The editorial categories are research topics that have guided researchers during the recovery phase and continue to be the impetus behind the Documents Project’s digital archive and the Critical Documents book series. Developed by the project’s Editorial Board, each of the teams analyzed this framework and adapted it to their local contexts in developing their research objectives and work plans during the Recovery Phase. Learn more on the Editorial Framework page.
This article by Víctor Amaya González highlights three important aspects of Spanish sculptor Ramón Barba’s work: its ability to transform materials and to harmonize a diverse range of elements; its distinctive quality; and finally, and most importantly, its use of a symbolic language akin to the mythical language of primitive cultures, particularly—in Víctor Amaya González’s view—in works like La Ofrenda [The Offering]. This approach to the pre-Columbian world allows Barba to explore new terrain that would finally make it possible to build a national art unhindered by academic subservience.

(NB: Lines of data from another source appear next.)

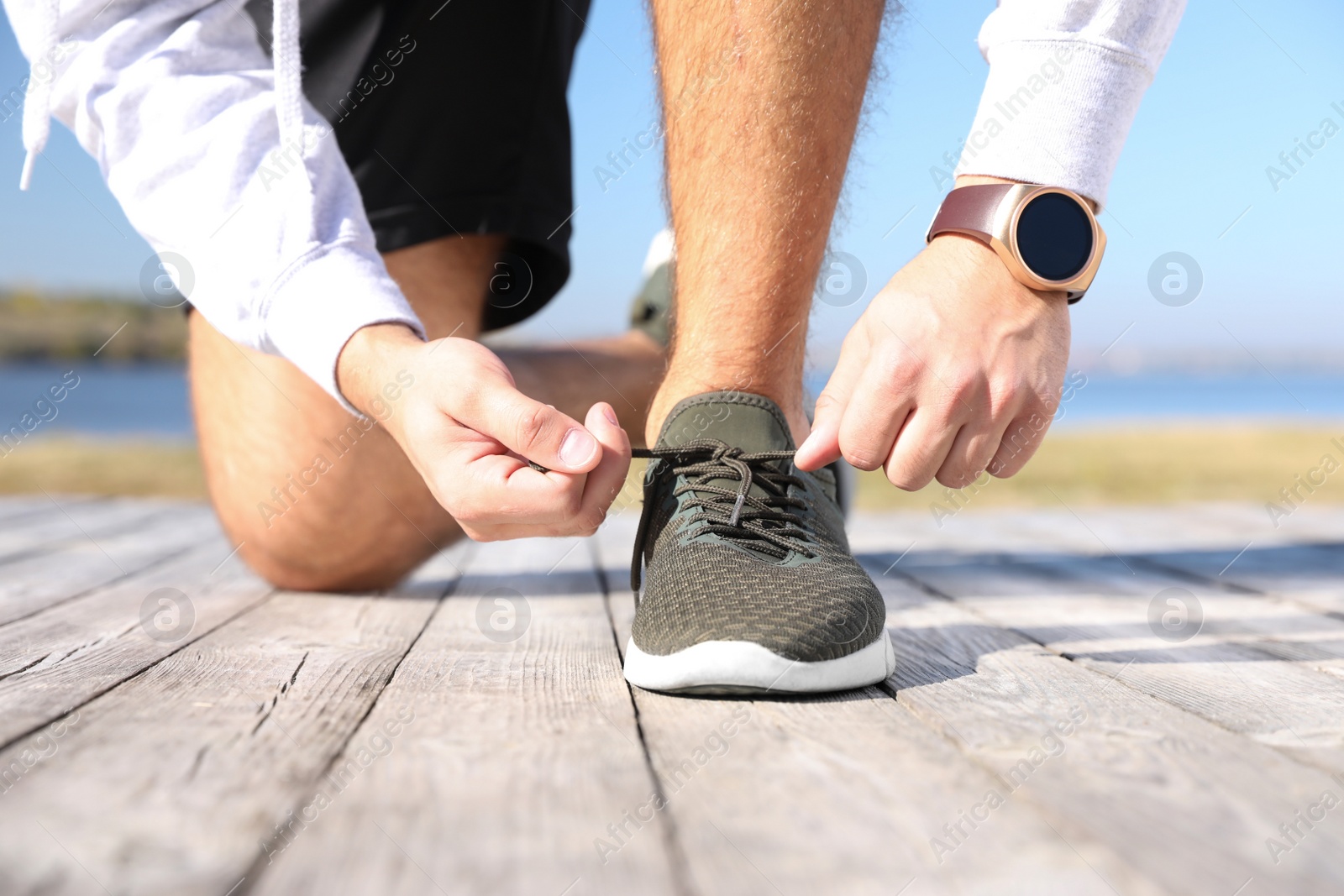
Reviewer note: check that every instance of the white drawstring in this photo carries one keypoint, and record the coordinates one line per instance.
(289, 109)
(37, 107)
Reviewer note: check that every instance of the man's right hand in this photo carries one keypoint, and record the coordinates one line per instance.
(470, 432)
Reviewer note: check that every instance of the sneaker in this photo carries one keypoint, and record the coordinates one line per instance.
(750, 586)
(651, 309)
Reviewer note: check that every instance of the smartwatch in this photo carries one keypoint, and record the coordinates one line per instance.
(1047, 237)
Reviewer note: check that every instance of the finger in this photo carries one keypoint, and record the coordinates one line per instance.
(971, 452)
(878, 410)
(921, 449)
(823, 443)
(534, 430)
(1021, 441)
(499, 490)
(605, 479)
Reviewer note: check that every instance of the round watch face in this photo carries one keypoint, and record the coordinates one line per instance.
(1054, 237)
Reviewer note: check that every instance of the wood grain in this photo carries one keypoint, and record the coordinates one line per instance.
(844, 793)
(202, 755)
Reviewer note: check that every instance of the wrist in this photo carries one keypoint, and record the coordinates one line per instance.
(971, 181)
(370, 363)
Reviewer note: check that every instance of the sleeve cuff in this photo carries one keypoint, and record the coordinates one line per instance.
(323, 300)
(1055, 112)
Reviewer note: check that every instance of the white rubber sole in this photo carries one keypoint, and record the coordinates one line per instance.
(743, 667)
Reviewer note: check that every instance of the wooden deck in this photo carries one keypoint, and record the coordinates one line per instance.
(470, 732)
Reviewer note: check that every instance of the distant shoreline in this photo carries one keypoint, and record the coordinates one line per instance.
(87, 329)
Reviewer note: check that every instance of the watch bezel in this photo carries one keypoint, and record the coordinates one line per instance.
(1003, 239)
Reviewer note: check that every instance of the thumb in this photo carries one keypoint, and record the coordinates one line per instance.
(530, 429)
(823, 445)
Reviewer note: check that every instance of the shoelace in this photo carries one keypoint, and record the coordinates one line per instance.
(763, 523)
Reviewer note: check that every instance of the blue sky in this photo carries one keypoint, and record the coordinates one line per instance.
(1243, 80)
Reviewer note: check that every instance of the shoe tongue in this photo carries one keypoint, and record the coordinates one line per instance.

In this text, Colombian poet and writer Víctor Amaya González (born 1898), who frequently wrote about art, analyzes the work of Madrid-born (2) sculptor Ramón Barba (1894–1964). In his assessment of how Barba handles materials, González—like other critics of the day—valued in particular one trait: Barba’s connection to the century-old tradition of Spanish wood carvers rather than to avant-garde tendencies. Similarly, González points out Barba’s stance on the aesthetic of “beauty” and “harmony” that was so central to Colombian art of the period. Barba, like other artists of his generation, cared most about the ability to convey emotions on the basis of close study of the specificity of a place and its inhabitants. Therein, it was thought, lay the basis for constructing a national art. It was for this reason that Amaya had such praise for work that makes reference to the indigenous world. There was a growing belief that contemplation of that world would provide a way to begin to move beyond academic conventions and to formulate an art connected to the local context, even though that was never a central concern in the context where Barba produced his work.